Effectifs : avantages et zones d’ombre
Côté Sunderland, le ciel est plutôt dégagé. Régis Le Bris n’a, à ce stade, aucun blessé ni suspendu officiellement confirmé. Le onze de départ reste encore flou, mais l’entraîneur français dispose de marge pour adapter son plan à l’adversaire, sans contrainte majeure de disponibilité.
Arsenal, en revanche, devra composer sans deux pièces importantes de son secteur défensif : Jurrien Timber et William Saliba sont forfaits sur blessure. Un coup dur dans une zone clé, au moment d’affronter une équipe qui n’a rien à perdre et qui n’hésitera pas à exploiter la moindre faille.
Mikel Arteta n’a pas encore dévoilé de composition probable. Mais la question est claire : comment garder le même niveau de solidité sans Saliba, pilier de la défense depuis plusieurs saisons ?
Un historique qui penche clairement pour Arsenal
Les chiffres récents racontent une histoire sans ambiguïté. La dernière confrontation entre les deux équipes remonte au 7 février 2026 : Arsenal s’était imposé 3-0 à l’Emirates Stadium en Premier League. Un score lourd, symbole de l’écart entre les deux projets à ce moment-là.
Avant cela, Sunderland avait pourtant tenu tête aux Gunners avec un 2-2 au Stadium of Light en novembre 2025. Une preuve que ce stade sait se rebeller, même face à plus armé que lui.
Sur les cinq dernières confrontations, Arsenal compte trois victoires, pour un nul et une défaite, avec 14 buts marqués contre seulement 4 pour Sunderland. La tendance est claire, la hiérarchie aussi. Mais les séries s’arrêtent toujours un jour.
Un test de caractère pour les deux camps
Pour Sunderland, ce match ressemble à un révélateur. Résister à Brentford, battre Fulham, c’est une chose. Tenir tête à un prétendant au titre en pleine confiance, dans l’intensité d’un samedi soir, en est une autre.
Pour Arsenal, l’enjeu dépasse les trois points. Il s’agit de prouver que cette équipe sait enchaîner après l’Europe, gérer l’usure, imposer son jeu dans des contextes hostiles.
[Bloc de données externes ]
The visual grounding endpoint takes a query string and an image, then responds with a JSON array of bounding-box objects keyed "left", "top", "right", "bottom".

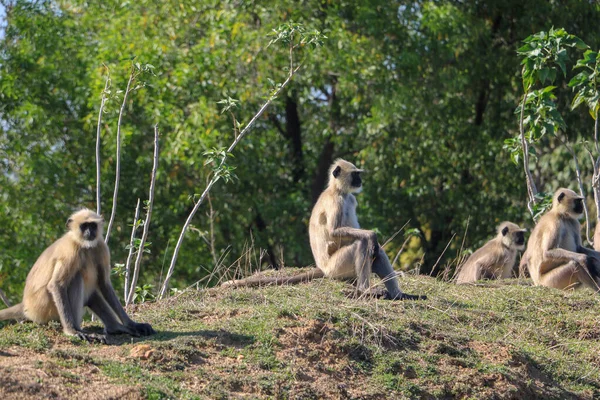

Les grandes saisons se construisent aussi sur ce type de déplacements, loin des projecteurs habituels de Londres ou de Manchester.
Le Stadium of Light a déjà vu passer des soirées mémorables, des renversements inattendus, des résistances héroïques. Reste à savoir si cette fois, il sera le théâtre d’une confirmation tranquille pour Arsenal… ou du premier vrai coup d’arrêt d’un candidat au titre qui, pour l’instant, ne regarde personne dans le rétroviseur.